Etching and aquatint on paper, copy 70/75.
Signed and justified by hand.
Maeght editeur, Paris.
Measurements: 69,5 x 104 cm; 102,5 x 137,5 cm (frame).
Created in 1969, this etching and carborundum aquatint was published by Maeght editeur, Paris. Eyes, birds and stars are integrated in a composition that seems to be in continuous movement thanks to the fluidity of the figures, which seem to perform an intricate dance before our eyes. The free and pseudo-abstract forms are combined with the use of vibrant colors and thick black strokes that seem to be the result of the use of the surrealist technique of the automatic stroke.
Joan Miró was trained in Barcelona, and made his individual debut in 1918, in the Dalmau Galleries. In 1920 he moved to Paris and met Picasso, Raynal, Max Jacob, Tzara and the Dadaists. There, under the influence of surrealist poets and painters, he matures his style; he tries to transpose surrealist poetry to the visual, based on memory, fantasy and the irrational. His third exhibition in Paris, in 1928, was his first great triumph: the Museum of Modern Art in New York acquired two of his works. He returned to Spain in 1941, and that same year the museum dedicated a retrospective to him that would be his definitive international consecration.
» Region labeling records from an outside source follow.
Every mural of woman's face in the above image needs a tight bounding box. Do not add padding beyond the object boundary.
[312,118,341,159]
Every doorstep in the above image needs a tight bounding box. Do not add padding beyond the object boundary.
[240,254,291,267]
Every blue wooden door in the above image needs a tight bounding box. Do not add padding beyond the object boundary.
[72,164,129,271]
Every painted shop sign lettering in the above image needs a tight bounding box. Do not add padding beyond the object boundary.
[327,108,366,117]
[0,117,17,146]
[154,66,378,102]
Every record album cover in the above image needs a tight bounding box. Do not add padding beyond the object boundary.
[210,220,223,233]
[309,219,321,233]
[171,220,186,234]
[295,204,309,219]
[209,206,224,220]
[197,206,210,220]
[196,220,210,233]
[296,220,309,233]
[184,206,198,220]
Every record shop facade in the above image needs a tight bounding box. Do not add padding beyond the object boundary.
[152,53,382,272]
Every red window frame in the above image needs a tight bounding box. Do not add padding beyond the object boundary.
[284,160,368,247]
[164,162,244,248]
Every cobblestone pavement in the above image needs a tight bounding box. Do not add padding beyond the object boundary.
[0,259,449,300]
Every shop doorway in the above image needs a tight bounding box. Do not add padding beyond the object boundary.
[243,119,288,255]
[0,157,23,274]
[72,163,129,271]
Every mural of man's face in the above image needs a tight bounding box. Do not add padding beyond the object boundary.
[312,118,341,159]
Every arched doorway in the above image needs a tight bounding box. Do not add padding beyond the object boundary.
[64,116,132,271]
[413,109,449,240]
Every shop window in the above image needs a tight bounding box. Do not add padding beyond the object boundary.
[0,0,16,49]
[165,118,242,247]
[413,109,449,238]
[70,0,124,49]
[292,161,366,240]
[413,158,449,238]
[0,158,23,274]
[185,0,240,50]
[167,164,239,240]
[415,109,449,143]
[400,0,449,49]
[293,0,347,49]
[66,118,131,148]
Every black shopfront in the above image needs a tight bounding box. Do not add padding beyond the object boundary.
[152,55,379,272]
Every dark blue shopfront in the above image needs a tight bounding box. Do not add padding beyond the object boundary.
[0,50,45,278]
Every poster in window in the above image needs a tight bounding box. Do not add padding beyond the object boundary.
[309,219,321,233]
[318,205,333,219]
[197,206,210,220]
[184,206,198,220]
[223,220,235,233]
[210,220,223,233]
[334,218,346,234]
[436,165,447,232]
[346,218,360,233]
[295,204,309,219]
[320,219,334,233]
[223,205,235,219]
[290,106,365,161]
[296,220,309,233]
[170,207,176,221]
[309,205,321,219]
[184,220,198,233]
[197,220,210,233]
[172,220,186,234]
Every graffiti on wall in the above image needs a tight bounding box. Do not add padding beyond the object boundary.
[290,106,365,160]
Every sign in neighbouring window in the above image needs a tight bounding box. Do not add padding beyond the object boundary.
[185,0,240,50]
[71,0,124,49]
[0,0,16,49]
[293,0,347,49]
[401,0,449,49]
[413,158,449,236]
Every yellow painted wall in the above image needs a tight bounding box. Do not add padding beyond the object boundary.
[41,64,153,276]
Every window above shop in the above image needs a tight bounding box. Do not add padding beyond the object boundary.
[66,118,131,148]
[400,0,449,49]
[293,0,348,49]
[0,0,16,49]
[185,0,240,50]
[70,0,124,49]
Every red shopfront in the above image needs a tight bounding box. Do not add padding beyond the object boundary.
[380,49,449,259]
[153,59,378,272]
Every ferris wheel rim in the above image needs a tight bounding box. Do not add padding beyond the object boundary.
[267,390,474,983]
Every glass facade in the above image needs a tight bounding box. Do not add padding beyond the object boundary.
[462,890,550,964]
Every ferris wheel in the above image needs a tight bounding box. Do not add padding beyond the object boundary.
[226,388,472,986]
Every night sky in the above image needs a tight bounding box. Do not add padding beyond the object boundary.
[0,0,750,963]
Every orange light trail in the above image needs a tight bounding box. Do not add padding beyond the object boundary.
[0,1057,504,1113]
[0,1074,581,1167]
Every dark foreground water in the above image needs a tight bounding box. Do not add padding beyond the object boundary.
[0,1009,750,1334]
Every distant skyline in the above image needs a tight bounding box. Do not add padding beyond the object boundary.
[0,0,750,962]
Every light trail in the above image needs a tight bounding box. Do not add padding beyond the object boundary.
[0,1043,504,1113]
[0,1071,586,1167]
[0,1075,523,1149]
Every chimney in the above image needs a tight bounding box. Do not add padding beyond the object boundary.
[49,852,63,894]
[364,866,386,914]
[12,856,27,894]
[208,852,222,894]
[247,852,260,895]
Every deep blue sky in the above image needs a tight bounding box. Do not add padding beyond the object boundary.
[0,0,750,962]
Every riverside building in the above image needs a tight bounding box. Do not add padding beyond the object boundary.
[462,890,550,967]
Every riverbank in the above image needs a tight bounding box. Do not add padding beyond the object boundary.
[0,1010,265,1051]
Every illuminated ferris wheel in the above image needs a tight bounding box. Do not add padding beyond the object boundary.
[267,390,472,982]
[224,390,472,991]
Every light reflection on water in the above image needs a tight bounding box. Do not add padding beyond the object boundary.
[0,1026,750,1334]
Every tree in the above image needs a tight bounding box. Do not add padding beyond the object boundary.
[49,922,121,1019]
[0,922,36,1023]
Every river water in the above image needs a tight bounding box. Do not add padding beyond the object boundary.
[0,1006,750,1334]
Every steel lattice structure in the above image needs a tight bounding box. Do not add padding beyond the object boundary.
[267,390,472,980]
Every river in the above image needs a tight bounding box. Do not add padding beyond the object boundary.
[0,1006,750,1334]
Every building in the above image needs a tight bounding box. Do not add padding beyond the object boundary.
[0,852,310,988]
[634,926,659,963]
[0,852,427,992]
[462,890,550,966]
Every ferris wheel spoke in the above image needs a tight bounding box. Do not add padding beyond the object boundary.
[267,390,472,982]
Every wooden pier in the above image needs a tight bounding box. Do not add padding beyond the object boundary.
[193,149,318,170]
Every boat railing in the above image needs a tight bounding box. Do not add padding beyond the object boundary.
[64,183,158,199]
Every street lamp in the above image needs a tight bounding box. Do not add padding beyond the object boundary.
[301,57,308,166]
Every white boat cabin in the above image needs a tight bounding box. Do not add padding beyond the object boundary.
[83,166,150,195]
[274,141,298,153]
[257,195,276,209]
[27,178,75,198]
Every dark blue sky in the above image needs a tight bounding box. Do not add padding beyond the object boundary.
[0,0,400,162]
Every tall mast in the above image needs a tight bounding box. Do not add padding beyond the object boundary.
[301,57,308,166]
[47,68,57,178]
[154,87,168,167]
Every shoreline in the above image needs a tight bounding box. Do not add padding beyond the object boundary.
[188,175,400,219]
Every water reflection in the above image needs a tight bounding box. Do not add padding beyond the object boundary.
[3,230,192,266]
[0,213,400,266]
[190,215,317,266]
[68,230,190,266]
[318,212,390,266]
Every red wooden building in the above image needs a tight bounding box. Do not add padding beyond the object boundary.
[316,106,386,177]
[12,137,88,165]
Throughout his life he received numerous awards, such as the Grand Prizes of the Venice Biennale and the Guggenheim Foundation, the Carnegie Prize for Painting, the Gold Medals of the Generalitat de Catalunya and the Fine Arts, and was named Doctor Honoris Causa by the universities of Harvard and Barcelona. His work can currently be seen at the Joan Miró Foundation in Barcelona, as well as at the Thyssen-Bornemisza Museum, the MoMA in New York, the Reina Sofía Museum in Madrid, the National Gallery in Washington, the MNAM in Paris and the Albright-Knox Art Gallery in Buffalo.